O comunista Daniel Oliveira escreveu o seguinte no semanário Espesso:
“Foi a economia, mais do que a lei, que determinou as oscilações migratórias. Mesmo assim, envelhecemos e a população activa só cresceu graças aos imigrantes. A questão não é se 14% é demais. É o que seríamos sem eles. Pressionam serviços públicos porque os preparámos para o deserto demográfico. Recebemos imigração pouco qualificada e desintegrada porque é isso que o modelo económico extractivista e com pouco valor acrescentado absorve. A questão não é quem entra. É mudar o que o país oferece. A eles e a nós”.
Tanto o David Pontes como o Daniel Oliveira são exemplos chapados do chamado Efeito Dunning-Kruger que, basicamente, é a transposição do conceito de Sócrates (o grego) da frase “só sei que nada sei”, e da eliminação das certezas.
O indivíduo inteligente tem dúvidas: os estúpidos da Esquerda só têm certezas — incluindo as certezas acerca do futuro. Faz parte da mente revolucionária (a certeza do futuro).
Com o advento da Inteligência Artificial, o David Pontes irá em breve fazer de conta que não escreveu aquilo.
A certeza do futuro que ele tem hoje irá ser colocada em causa pelos factos oriundos da Realidade. A ideia segundo a qual teremos que duplicar a população para manter uma performance na economia é já contraditada pela realidade imposta pela Inteligência Artificial. Muito provavelmente, o David Pontes está errado.
Já o Daniel Oliveira, como bom marxista, reduz a Realidade inteira à economia — para além de também ignorar os ventos da mudança que a Inteligência Artificial nos traz.

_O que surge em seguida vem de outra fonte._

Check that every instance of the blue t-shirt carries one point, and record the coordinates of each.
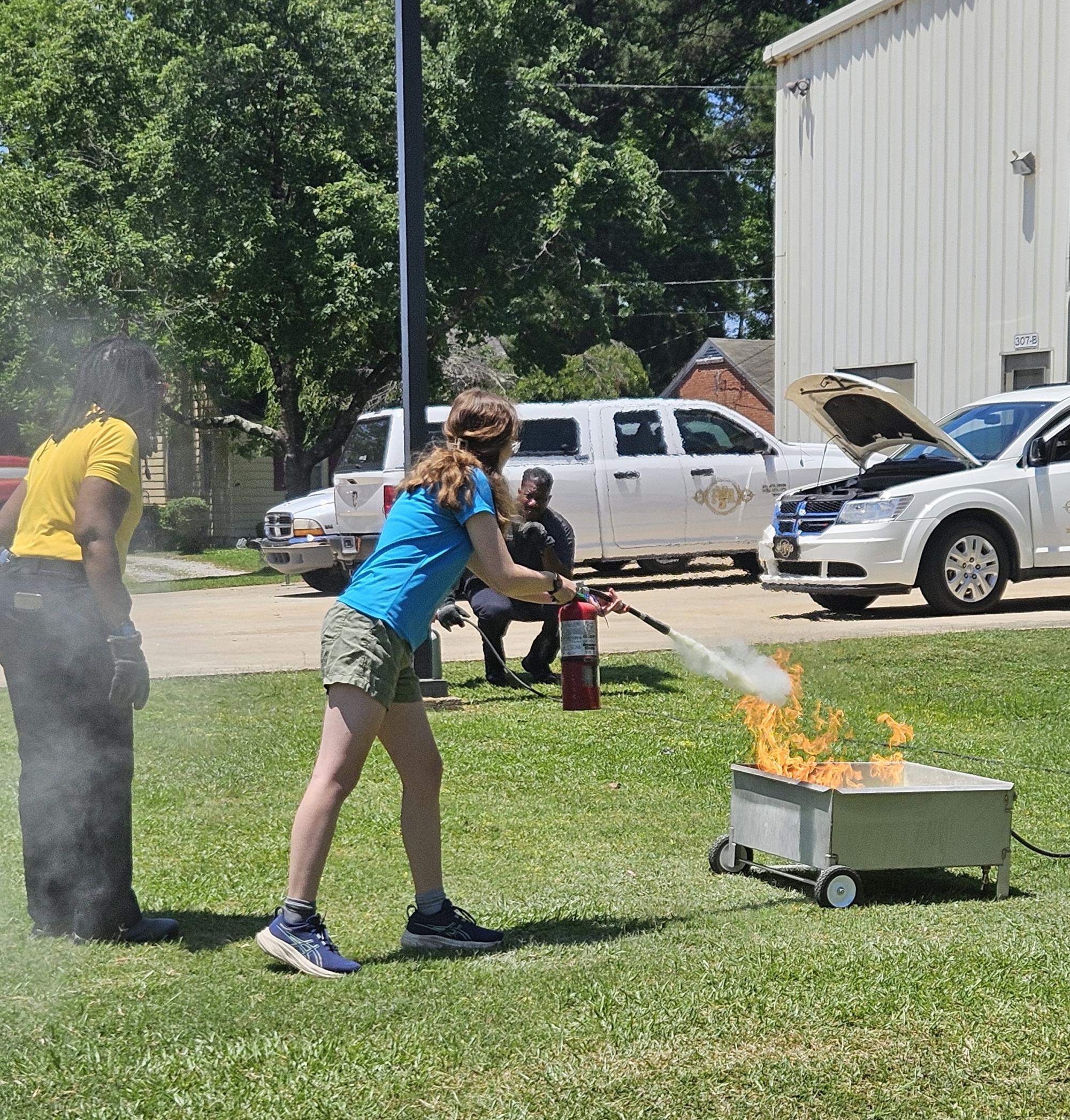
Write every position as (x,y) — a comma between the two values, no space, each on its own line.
(421,553)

Segundo os especialistas, virá um tempo em que a mão-de-obra operária e agrícola será essencial para sobrevivência da população portuguesa autóctone. E de nada nos valerá ter, por exemplo, 20 milhões de habitantes em Portugal — a não ser que a nova Esquerda radical continue a alimentar a utopia da revolução dirigida pelo Lumpemproletariado enquanto nova classe revolucionária.
As opiniões do David Pontes e do Daniel Oliveira nada têm de científicas ou lógicas.
São ditadas por ideologia. A falta de conhecimento leva-os a tirar conclusões erradas baseando-se na ideologia enquanto Ersatz da Razão, e impede-os de ver que estão errados. Eles têm certezas. E nós temos que levar com elas.